Мне страшно, мне очень страшно, то, что они научились со мной делать, хуже любой пытки. Я не хочу переживать это еще раз. Но и про близких подробности рассказывать тоже не хочу… Значит, нужен компромисс. Давным-давно, когда я занимался бизнесом, вся жизнь моя состояла из компромиссов, должно получиться.

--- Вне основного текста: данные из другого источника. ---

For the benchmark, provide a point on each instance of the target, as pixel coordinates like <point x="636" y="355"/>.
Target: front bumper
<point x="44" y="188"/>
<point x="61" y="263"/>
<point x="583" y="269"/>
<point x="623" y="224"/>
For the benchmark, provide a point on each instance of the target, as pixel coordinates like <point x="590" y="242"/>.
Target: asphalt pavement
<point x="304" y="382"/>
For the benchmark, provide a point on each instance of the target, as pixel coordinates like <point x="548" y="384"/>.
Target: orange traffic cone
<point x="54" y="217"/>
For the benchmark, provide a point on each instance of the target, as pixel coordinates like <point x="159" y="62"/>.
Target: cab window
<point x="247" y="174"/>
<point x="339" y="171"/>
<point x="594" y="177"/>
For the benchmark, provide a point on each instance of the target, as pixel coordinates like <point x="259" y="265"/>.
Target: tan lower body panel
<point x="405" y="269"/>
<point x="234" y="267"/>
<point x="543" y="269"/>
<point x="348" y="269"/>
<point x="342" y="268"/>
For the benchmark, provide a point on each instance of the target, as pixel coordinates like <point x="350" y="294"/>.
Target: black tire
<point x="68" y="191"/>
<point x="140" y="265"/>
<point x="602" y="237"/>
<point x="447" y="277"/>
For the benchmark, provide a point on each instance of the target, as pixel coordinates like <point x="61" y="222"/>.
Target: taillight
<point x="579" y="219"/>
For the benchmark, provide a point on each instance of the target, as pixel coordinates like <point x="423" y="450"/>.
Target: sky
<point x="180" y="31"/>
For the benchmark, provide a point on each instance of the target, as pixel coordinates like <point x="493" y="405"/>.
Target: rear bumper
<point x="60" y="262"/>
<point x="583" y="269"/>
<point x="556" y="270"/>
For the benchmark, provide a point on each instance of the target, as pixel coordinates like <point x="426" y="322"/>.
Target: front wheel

– Вы поймите, мы с вами не враги, – говорю, чуть ли не со слезой в голосе, – я от своего дурацкого изобретения пострадал больше всех и больше всех мечтаю найти тех, кто использовал меня втемную. Если использовал, конечно, в чем я далеко не уверен. Но я все равно готов наизнанку вывернуться, чтобы доказать существование гипотетических темных сил. Это же очевидно: если темные они, то светлый я. Ну и наоборот, соответственно. Я все сделаю, даю слово, так и передайте своим Джеймсам Бондам. Есть только три исключения. Папа, мама и Линда. Поверьте, мне о них скрывать нечего и лично вам я бы рассказал все подробности. Но вы, к моему огромному сожалению, всего лишь функция, фронтмен, голос сил добра и порядка у вас в наушнике. А насколько бывают подозрительны и неадекватны эти силы, вы знаете намного лучше меня. Поэтому всего три исключения. А в остальном полная прозрачность и честность. Договорились?